I didn't think I was the only one who felt Charleigh flinch when he asked it because Raven also slowed as she'd begun to set plates at each spot.
Sorrow swelled, flooding from the woman who tried to keep a smile on her face, though she failed, and the words were barely audible when she muttered, "I don't really have a family."
"What do you mean, you don't got a family?" A compassionate sort of horror rippled out with his question. "How come?"
Charleigh hesitated then whispered, "Because I lost them."
"Well, I guess you'll just have to be our family since you don't have any," he said, spilling his innocence .
Charleigh fought to plaster a smile to her face, though it was brittle, and that glowing, pretty skin had turned a pale, sallow white.
Didn't like much the way it slayed me seeing her that way. Way it made me feel like I was getting flayed alive, taken down to bare bones where the rot and decay was exposed.
The way it took everything I had to remain standing where I was and not go running to her and taking her in my arms.
Giving her false promises that it would be okay.
So fuckin' reckless.
But the urge was there.
Charleigh fully shifted on the stool, turning to face him as she touched his cheek. "That is the sweetest, kindest thing anyone has ever offered me, Nolan, and I think you might be the sweetest, kindest boy that I've ever met. But I don't want you to be sad when it's time for me to leave here. You have your family, and I may not be a part of it, but I promise, I'll always be your friend, even when I'm not here any longer."
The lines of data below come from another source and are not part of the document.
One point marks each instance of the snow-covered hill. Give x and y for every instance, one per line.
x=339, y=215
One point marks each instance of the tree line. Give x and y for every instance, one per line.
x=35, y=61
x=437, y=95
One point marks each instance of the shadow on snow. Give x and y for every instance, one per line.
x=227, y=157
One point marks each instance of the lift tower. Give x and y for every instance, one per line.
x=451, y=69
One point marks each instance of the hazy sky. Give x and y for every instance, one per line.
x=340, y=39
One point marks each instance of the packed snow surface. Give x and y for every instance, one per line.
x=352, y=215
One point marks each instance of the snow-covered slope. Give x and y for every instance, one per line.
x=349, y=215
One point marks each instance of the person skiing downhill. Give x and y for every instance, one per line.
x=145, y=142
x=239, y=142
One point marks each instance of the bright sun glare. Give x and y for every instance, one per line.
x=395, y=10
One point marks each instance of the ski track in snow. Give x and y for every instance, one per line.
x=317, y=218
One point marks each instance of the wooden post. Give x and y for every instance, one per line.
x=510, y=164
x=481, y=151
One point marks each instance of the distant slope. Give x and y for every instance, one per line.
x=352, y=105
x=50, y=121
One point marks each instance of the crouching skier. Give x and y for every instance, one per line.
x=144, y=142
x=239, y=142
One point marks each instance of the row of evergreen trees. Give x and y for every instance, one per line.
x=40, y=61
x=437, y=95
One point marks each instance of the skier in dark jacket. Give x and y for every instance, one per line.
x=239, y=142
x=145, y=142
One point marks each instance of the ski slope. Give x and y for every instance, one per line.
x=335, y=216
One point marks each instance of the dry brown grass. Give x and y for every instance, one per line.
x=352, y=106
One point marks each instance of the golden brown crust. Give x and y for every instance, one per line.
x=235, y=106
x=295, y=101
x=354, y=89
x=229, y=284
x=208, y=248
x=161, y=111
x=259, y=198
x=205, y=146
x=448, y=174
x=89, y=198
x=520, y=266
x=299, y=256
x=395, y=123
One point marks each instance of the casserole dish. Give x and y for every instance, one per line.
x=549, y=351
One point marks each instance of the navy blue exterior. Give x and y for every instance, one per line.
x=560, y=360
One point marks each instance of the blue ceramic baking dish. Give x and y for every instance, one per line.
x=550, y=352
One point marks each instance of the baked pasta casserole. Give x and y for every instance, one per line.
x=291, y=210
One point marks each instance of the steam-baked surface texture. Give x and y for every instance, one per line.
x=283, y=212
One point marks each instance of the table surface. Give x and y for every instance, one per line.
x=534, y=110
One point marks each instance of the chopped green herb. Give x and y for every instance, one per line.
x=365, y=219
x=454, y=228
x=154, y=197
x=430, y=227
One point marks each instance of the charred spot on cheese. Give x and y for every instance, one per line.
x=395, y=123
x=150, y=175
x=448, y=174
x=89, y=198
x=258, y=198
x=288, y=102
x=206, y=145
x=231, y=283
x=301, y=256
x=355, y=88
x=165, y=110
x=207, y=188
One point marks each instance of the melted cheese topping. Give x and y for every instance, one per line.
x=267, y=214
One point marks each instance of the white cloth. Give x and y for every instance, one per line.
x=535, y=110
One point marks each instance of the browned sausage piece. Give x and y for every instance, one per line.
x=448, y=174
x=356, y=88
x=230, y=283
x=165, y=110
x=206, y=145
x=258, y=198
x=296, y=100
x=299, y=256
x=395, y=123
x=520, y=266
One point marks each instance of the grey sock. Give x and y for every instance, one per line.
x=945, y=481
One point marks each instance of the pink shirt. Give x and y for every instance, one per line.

"Family's just the people you love the most." Nolan shrugged. "And I love you, so that's gotta mean you're my family, too."
He said it nonchalant, like it was the simplest thing in the world, when it was nothing but profound.
Emotion crested the room. The overpowering kind. The kind that made it feel like you couldn't move.
Raven was the one who broke it by grabbing the bottle of wine and refilling Charleigh's glass before she lifted her own and said, "Now, I will drink to that."